One of Foreign Secretary MsTruss’ key allies claimed that leadership frontrunner Rishi Sunak risks being like “Sleeping Beauty” by refusing to bring in immediate tax cuts to kick start Britain’s struggling economy.

Chief Secretary to the Treasury Simon Clarke trumpeted “the urgent case for a pro-growth strategy and tax cuts to support both families and jobs”.

However, Ms Truss’ campaign has failed to take off to match Mr Sunak’s, with the ex-Chancellor gaining 115 votes from MPs in the third round of the contest on Monday and the Foreign Secretary 71.

Ex-equalities minister Ms Badenoch has been the surprise strong contender in the leadership race, and has now gained the backing of 58 MPs.

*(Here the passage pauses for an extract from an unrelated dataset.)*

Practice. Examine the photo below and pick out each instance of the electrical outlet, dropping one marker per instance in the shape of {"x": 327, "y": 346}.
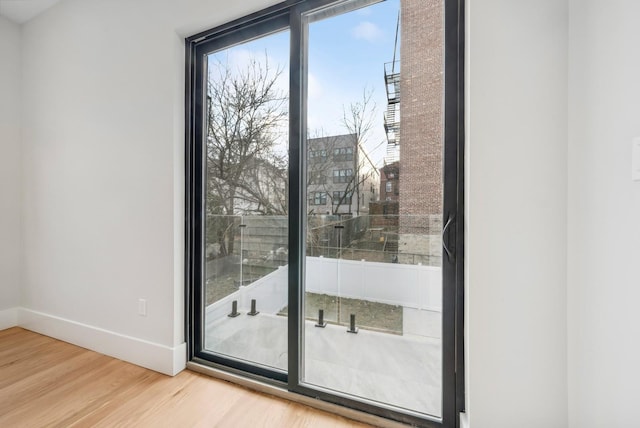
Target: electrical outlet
{"x": 635, "y": 160}
{"x": 142, "y": 307}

One of her supporters, North East Derbyshire MP Lee Rowley tweeted after the results were announced at 8pm on Monday: “Another v strong showing for @kemibadenoch tonight - and huge thanks to the growing number of colleagues who have supported Kemi in recent days

“We’ve been in govt for twelve years and done some brilliant things - but we need new ideas to win again in 2024.”

Many Rightwingers in the party are clamouring for tax cuts and are rejecting Mr Sunak’s “sound money” policy of taming inflation, already above nine per cent, before lowering taxation amid fears that cuts now will only fuel the spike in prices hitting millions of families across Britain.

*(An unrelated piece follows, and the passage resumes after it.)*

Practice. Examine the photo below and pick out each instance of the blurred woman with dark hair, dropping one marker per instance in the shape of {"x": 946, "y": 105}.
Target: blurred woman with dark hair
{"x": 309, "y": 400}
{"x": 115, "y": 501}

Thatcherite former Cabinet minister John Redwood messaged: “If we cut taxes we can see off recession, ease the cost of living squeeze, create more jobs and attract new investment. If we stick with the Treasury policy of trying a recession with high taxes clobbering us the state will have to borrow more, not less. Time for change.”

However, Mark Flanagan, of the International Monetary Fund, has warned against debt-financed tax cuts, suggesting they might boost inflation.

The Tory Right faces a battle to get one of its leading candidates into the shortlist of two to be put to party members in a postal ballot over the summer.

Soldier turned MP Tom Tugendhat was knocked out of the contest on Monday, gaining the lowest number of votes, 31.

His supporters were expected to go largely to Mr Sunak and ex-International Development Secretary Ms Mordaunt.

She is currently in second place on 82, losing one vote though she was not expected to garner many of the supporters of Attorney General Suella Braverman who crashed out in the second round.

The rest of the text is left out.